So someone can speak their truth in love, and we can still receive it in offense, because our life experiences define our interpretation of what they said. In other words, we filter it through our ego, which is quite the opposite of love. We seem to take the stance that if someone decides to walk away from something, we assume that they think we're idiots for sticking around. Our egos get in there and make us hear that "they think they're better than us" or, "they're saying my way/thoughts/beliefs/feelings are wrong", even though that's not what they said nor meant at all. We receive through our egos, a lot. And way too often. I've done it plenty of times myself.

The only thing I truly have control over is me - my thoughts, my words, and my actions. I can't control how other people receive those. I can only make my best effort to express myself lovingly, and then I need to let go of it and move forward. It's none of my business what other people think of me.
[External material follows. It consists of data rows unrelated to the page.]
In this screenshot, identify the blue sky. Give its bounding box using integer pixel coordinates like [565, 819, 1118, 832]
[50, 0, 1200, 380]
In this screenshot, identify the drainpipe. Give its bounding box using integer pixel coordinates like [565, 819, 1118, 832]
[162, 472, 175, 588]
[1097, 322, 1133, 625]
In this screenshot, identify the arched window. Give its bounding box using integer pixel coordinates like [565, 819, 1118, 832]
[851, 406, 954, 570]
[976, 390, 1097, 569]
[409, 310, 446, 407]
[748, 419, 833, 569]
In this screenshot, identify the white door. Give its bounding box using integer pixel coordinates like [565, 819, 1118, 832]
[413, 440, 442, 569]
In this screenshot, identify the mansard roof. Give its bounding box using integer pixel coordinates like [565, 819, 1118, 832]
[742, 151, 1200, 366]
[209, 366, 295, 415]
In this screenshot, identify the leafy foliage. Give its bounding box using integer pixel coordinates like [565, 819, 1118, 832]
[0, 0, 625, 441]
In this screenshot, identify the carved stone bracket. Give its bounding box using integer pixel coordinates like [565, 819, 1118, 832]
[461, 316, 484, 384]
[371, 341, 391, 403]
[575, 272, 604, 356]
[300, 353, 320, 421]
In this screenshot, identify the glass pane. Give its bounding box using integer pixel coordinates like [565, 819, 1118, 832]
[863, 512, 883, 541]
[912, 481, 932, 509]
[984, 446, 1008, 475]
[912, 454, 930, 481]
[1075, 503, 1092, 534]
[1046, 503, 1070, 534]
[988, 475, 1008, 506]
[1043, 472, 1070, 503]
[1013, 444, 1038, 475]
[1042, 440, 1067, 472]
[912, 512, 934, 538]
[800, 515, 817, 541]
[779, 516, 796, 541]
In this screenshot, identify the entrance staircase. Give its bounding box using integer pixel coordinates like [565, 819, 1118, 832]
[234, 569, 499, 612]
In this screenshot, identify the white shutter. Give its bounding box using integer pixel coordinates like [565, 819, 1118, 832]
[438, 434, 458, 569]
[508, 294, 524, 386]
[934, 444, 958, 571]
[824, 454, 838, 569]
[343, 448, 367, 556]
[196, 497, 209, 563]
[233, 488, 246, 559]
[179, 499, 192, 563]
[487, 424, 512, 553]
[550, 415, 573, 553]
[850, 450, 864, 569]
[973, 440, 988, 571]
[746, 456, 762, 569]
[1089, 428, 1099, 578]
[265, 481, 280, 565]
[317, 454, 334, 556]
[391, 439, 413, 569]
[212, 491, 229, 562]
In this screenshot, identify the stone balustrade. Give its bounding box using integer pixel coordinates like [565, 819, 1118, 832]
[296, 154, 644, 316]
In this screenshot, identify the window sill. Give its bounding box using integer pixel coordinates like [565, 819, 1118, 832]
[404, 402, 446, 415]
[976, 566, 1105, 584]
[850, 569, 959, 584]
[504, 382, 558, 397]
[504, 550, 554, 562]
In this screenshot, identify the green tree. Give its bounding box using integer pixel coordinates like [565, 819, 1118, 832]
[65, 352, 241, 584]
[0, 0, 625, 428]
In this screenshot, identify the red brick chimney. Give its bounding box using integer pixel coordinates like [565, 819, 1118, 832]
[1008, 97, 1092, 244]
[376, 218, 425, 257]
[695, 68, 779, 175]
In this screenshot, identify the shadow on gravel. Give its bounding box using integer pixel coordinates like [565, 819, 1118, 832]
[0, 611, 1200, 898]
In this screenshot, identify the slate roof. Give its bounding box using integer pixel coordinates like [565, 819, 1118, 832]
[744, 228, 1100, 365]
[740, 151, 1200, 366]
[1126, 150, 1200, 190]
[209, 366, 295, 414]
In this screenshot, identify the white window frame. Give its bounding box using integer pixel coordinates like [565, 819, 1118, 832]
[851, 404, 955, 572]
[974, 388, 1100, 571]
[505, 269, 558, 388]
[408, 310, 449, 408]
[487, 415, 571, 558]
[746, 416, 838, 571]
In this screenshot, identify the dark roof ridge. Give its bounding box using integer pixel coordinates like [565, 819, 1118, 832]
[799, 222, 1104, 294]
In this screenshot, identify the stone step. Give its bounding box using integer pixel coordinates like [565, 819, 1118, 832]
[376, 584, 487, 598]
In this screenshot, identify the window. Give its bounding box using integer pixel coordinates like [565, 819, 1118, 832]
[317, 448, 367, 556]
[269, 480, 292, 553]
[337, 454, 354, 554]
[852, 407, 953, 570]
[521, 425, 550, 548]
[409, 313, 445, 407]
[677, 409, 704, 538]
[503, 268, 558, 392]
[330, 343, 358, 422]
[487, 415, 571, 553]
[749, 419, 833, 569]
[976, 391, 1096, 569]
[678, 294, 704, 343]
If I know in my heart that I have done the best I can to think, speak, and act in love whenever possible, then I have lived authentically and have no regrets. What someone else thinks of me is truly about them, and not me at all. They are judging through the lenses of their own life and not mine.

Someone who is stuck in fear and uncertainty will not be able to receive in love, no matter how tenderly something is said or done. We can express ourselves openly and clearly and with as much love as we can, and sometimes, people still can't truly hear us. And we'll need to keep moving forward anyway, because when we realize that continuing to do the same thing over and over doesn't serve us, or worse, is harmful to us or others, we have to make a change.

We are diverse, logical, and creative thinkers, and it behooves us as a species to listen to one another, especially when we differ. No one of us can come up with a solution to the world's problems. We need to do it together. If we shut down every time someone offers a different idea or opinion, we all lose.

Lies and pretending do not serve us. We are each unique beings, with our own experiences, beliefs, knowledge, and gifts. We will clash over opinions and decisions at times, and we will make a lot of mistakes. We need to be open to receiving someone else's truth and be able to speak our own truth without doing the aerobic miscommunications we are so good at: jumping to conclusions, hurling insults and judgments, and tossing out the baby with the bathwater.

Maybe we could try something new: speak to one another in honesty and love, and more importantly, open up with our hearts and listen in return. I think we can put the "kind" back in humankind. It's in there, just below our egos. If we can push ego aside for a few minutes, we can hear a lot better.